Best laid plans and all that! Despite having a decent shortlist, ended up watching The Bank Job with Jason Statham.

Really enjoyed it but thought it would have benefited from a 70's soundtrack throughout.

As an aside, I don't think Morena Baccarin is a very good actress, very wooden at points in Homeland and Gotham.


----------



## bradleymarky (Nov 29, 2013)

Just seen an advert for john wick 2 !!!!!

I just watched criminal with Kevin Costner on Netflix and it was pretty decent really.


----------



## Hereisphilly (Nov 17, 2014)

JoeyJoeJo said:


> Best laid plans and all that! Despite having a decent shortlist, ended up watching The Bank Job with Jason Statham.
> 
> Really enjoyed it but thought it would have benefited from a 70's soundtrack throughout.
> 
> As an aside, I don't think Morena Baccarin is a very good actress, very wooden at points in Homeland and Gotham.


Who said anything about her being a good actress? 😂😂😂😂

Sent from my Pixel C using Tapatalk


----------



## muzzer (Feb 13, 2011)

bradleymarky said:


> Just seen an advert for john wick 2 !!!!!

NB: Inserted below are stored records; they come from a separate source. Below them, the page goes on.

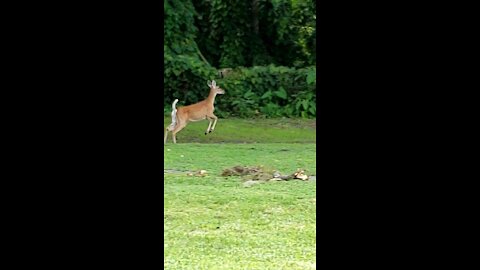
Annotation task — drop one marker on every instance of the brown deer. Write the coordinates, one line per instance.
(195, 112)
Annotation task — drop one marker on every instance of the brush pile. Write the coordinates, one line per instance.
(255, 175)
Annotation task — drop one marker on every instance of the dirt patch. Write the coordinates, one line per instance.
(258, 174)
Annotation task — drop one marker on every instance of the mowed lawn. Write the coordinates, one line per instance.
(214, 222)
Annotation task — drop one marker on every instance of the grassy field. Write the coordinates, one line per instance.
(214, 222)
(249, 131)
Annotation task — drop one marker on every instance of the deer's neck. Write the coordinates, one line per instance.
(211, 97)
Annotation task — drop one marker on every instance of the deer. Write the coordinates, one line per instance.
(181, 116)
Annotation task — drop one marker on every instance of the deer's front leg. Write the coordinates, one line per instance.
(214, 123)
(209, 125)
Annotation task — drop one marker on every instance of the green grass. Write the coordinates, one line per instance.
(214, 222)
(234, 130)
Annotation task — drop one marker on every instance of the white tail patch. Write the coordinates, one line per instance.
(174, 116)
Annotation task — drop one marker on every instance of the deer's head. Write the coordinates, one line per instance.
(213, 87)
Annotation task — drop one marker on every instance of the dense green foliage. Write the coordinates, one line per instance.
(270, 44)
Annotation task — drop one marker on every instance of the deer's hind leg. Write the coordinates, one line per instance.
(214, 122)
(180, 125)
(209, 125)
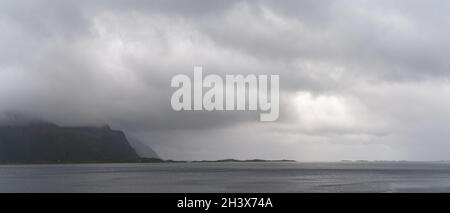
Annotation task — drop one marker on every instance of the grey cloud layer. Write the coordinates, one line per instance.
(359, 79)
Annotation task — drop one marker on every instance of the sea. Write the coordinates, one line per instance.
(228, 177)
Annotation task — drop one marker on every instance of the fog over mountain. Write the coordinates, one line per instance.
(359, 79)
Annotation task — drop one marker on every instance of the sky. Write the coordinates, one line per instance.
(359, 79)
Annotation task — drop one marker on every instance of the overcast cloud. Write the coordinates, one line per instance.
(359, 79)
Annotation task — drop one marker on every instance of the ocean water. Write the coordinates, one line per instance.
(227, 177)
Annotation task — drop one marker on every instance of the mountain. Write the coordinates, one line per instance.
(41, 142)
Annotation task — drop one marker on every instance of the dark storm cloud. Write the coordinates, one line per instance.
(359, 79)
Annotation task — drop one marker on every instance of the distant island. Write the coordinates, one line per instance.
(38, 142)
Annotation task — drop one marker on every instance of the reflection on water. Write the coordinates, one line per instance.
(227, 177)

Taking my stepson to see it Thursday night, can't wait


----------



## JoeyJoeJo (Jan 3, 2014)

Hereisphilly said:


> Who said anything about her being a good actress? 😂😂😂😂


Good point, well made :lol:


----------



## tmitch45 (Jul 29, 2006)

Keep the good film suggestions coming particularly Action and comedy as I'm making a list! Its so hard picking films from the trailers. All films look good on the trailer until you realise you have just watched all the best bits.

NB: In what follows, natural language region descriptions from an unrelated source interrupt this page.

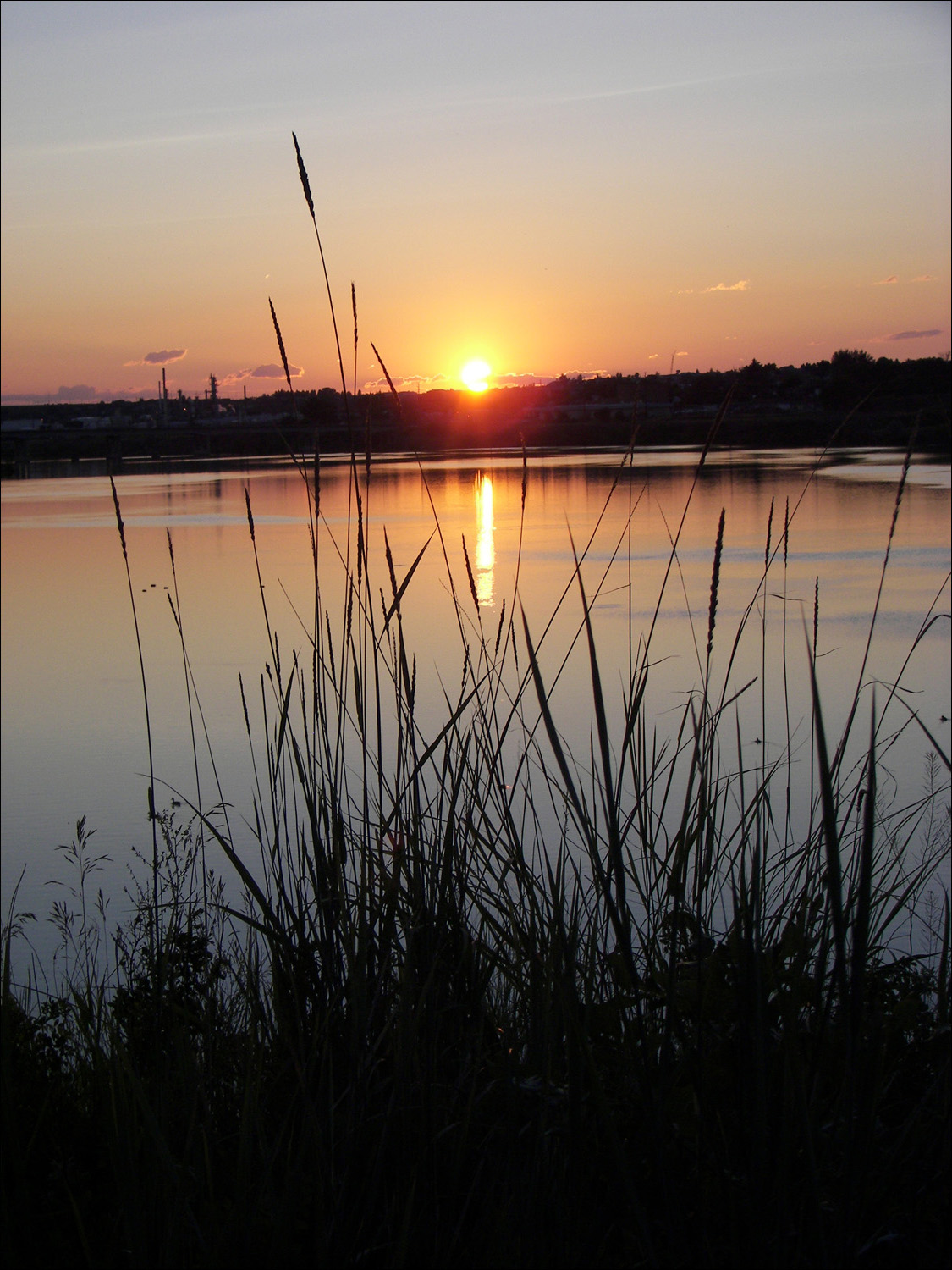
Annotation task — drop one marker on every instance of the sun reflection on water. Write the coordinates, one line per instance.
(485, 544)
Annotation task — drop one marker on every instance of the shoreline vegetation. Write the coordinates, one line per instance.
(480, 1001)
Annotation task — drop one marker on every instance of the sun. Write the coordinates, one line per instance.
(475, 375)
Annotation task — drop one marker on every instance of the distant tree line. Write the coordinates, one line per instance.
(870, 400)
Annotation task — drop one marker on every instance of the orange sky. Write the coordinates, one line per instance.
(555, 188)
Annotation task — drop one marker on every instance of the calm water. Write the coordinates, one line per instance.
(74, 739)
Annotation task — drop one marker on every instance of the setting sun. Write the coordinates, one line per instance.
(475, 375)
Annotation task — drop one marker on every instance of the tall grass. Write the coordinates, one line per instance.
(482, 1001)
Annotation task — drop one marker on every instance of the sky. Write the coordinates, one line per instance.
(551, 188)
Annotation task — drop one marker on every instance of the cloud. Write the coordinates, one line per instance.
(913, 334)
(65, 393)
(162, 357)
(518, 378)
(269, 371)
(408, 383)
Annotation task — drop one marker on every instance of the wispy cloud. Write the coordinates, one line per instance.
(913, 334)
(162, 357)
(66, 393)
(520, 378)
(269, 371)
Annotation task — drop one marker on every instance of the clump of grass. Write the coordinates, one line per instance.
(482, 1002)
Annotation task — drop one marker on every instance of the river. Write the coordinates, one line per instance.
(74, 734)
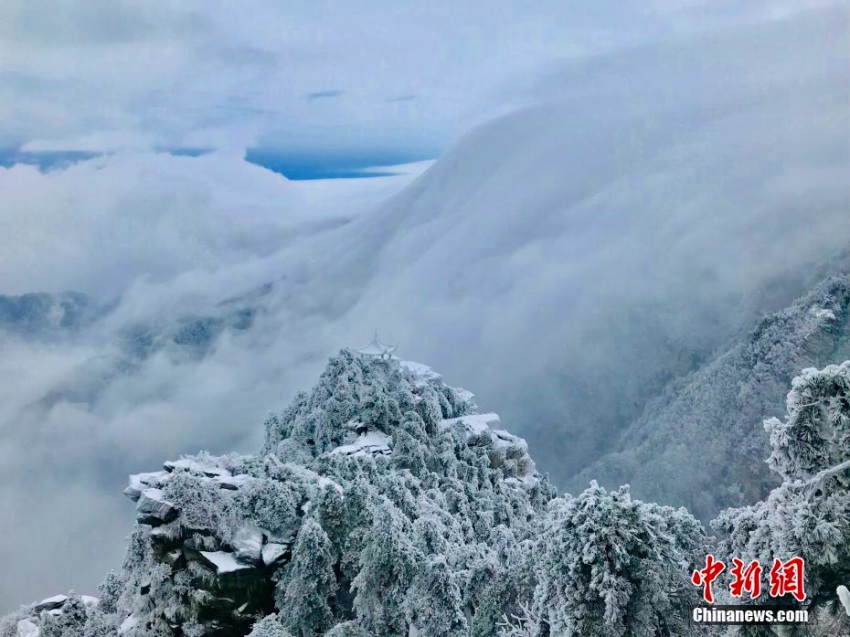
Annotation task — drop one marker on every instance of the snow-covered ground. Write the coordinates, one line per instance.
(564, 261)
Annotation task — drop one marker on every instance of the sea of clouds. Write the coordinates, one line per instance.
(562, 261)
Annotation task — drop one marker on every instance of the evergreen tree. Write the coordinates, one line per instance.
(308, 584)
(612, 566)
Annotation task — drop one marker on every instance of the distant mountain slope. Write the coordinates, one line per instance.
(42, 315)
(380, 479)
(701, 443)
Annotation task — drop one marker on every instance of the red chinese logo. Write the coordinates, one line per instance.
(747, 579)
(786, 578)
(705, 577)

We watched Get Hard the other day not the greatest of films but actually quite funny and if your brains hurting after a long day and you just want to be entertained its worth a look.


----------



## getshawty (Apr 8, 2008)

I watched Masterminds with Owen Wilson, the other week and I found that so funny.


----------



## JoeyJoeJo (Jan 3, 2014)

For anyone still following, Central Intelligence is a perfect saturday night movie imho.

Also watched a Street Cat Named Bob which is not something we'd usually watch on a sat night but got an amazon voucher so gave it a go, slow burn but really enjoyed it.


----------



## Hereisphilly (Nov 17, 2014)

JoeyJoeJo said:


> For anyone still following, Central Intelligence is a perfect saturday night movie imho.
> 
> Also watched a Street Cat Named Bob which is not something we'd usually watch on a sat night but got an amazon voucher so gave it a go, slow burn but really enjoyed it.

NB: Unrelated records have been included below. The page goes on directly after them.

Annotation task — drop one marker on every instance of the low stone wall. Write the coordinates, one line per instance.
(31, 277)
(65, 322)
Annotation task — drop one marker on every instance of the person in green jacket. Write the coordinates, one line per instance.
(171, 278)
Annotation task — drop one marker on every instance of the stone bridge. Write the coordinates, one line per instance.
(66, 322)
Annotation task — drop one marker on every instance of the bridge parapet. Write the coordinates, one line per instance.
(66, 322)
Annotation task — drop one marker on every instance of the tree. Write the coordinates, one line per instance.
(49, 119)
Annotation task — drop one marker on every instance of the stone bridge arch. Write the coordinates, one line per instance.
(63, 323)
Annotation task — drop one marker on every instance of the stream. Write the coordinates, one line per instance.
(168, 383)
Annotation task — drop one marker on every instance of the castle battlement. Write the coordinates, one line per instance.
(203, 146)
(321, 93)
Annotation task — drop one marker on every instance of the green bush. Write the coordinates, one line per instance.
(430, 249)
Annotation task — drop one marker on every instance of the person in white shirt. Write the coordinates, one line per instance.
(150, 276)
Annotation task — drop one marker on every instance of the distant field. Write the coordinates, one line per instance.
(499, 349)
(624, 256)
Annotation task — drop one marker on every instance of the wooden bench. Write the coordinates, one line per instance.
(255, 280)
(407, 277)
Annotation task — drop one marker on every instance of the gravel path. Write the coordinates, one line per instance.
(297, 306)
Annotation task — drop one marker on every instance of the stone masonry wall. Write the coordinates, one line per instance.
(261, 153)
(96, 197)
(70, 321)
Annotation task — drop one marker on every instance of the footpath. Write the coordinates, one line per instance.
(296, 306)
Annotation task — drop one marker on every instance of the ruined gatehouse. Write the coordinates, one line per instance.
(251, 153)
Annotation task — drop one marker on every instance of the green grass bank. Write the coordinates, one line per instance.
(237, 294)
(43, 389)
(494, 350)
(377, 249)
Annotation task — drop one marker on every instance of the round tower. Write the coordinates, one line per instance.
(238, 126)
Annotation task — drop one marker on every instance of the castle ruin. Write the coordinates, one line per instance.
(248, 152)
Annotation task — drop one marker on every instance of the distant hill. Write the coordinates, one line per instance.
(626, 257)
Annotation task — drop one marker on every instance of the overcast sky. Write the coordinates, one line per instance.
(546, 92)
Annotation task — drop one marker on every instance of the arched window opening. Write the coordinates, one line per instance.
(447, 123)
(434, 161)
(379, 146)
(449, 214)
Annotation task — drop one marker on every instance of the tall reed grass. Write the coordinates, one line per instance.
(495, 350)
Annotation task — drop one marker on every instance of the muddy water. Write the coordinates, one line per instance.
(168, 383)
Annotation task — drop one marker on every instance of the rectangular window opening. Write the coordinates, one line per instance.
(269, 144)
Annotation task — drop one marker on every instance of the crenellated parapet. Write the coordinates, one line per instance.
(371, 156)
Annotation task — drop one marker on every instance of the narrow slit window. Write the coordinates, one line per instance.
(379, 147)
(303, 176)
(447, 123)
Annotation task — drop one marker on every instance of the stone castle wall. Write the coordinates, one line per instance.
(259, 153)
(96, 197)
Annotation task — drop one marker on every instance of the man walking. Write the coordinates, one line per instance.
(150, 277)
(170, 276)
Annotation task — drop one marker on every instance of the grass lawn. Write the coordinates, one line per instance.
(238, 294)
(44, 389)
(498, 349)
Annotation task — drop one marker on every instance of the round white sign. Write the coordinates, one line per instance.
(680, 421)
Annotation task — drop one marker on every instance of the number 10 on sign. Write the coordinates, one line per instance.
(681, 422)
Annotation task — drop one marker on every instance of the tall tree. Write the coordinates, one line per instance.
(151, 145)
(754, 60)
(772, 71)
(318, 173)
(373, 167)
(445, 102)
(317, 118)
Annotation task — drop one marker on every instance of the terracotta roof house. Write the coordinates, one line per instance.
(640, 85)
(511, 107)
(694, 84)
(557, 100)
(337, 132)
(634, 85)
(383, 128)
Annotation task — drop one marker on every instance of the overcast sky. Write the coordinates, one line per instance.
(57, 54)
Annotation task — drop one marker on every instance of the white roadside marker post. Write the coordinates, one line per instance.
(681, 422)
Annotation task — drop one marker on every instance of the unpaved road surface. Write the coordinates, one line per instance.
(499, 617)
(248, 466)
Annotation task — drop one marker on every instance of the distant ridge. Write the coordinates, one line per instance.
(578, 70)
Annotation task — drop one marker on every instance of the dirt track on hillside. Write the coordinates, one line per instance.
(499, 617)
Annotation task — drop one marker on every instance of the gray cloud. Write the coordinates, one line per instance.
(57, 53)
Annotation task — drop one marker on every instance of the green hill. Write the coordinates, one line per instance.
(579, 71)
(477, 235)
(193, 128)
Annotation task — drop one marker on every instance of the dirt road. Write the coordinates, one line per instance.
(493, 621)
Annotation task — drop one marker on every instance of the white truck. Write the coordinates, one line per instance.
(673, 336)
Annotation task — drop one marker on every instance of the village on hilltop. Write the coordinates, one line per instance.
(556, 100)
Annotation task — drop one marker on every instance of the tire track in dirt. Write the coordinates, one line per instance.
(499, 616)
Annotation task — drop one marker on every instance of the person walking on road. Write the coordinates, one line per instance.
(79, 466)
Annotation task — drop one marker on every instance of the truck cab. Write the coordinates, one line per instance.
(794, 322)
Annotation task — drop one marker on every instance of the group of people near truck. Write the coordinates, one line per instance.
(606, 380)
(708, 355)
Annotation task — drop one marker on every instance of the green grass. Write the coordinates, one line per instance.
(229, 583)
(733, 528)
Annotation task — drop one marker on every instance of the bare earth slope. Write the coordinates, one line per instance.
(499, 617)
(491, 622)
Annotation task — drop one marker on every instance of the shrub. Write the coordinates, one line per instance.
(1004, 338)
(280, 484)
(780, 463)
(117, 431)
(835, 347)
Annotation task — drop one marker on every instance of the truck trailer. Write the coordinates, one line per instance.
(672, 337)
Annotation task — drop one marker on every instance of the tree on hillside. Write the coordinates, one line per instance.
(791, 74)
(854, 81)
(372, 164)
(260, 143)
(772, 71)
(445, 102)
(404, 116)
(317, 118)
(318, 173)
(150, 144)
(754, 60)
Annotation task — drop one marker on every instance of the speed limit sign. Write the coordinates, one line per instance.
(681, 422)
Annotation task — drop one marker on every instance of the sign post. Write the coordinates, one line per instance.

The missus has been waiting for this to come out on Blu-ray after reading the book, good to know it's a good film

Sent from my Pixel XL using Tapatalk


----------



## kingswood (Jun 23, 2016)

rita sue and bob too


----------



## Darlofan (Nov 24, 2010)

New Reacher film? Never go Back? Not seen it yet, first one was ok, apart from Tom Cruise playing a guy that's supposed to be 6ft odd:lol:


----------



## JoeyJoeJo (Jan 3, 2014)

Darlofan said:


> New Reacher film? Never go Back? Not seen it yet, first one was ok, apart from Tom Cruise playing a guy that's supposed to be 6ft odd:lol:


Agreed, if the film hadn't been linked to the books and the character was a different name, would have been decent but having spent many years and countless hours reading the books, just couldn't get past it.


----------



## Andpopse (Mar 19, 2009)

War Dogs, really enjoyed


----------



## Cookies (Dec 10, 2008)

Lone Survivor. What a movie. One of my favourites. 

Cooks

Sent from my D6603


----------



## Tomm (Jan 14, 2009)

Cookies said:


> Lone Survivor. What a movie. One of my favourites.
> 
> Cooks
> 
> Sent from my D6603


Most certainly an excellent film. One that I was a little hesitant about initially.

Capitan Philips has recently been added to Netflix and is worth a watch. I also enjoyed The Santa Clarita Diet recently which I enjoyed thoroughly, but may be an acquired taste.


----------



## Demetrios72 (Jun 27, 2011)

Hacksaw Ridge - Great movie :thumb:

Passengers isn't bad either , if your watching it with your Mrs


----------



## Starbuck88 (Nov 12, 2013)

Have to say, watched The Nice Guys last night, was pretty funny. Really enjoyed it.


----------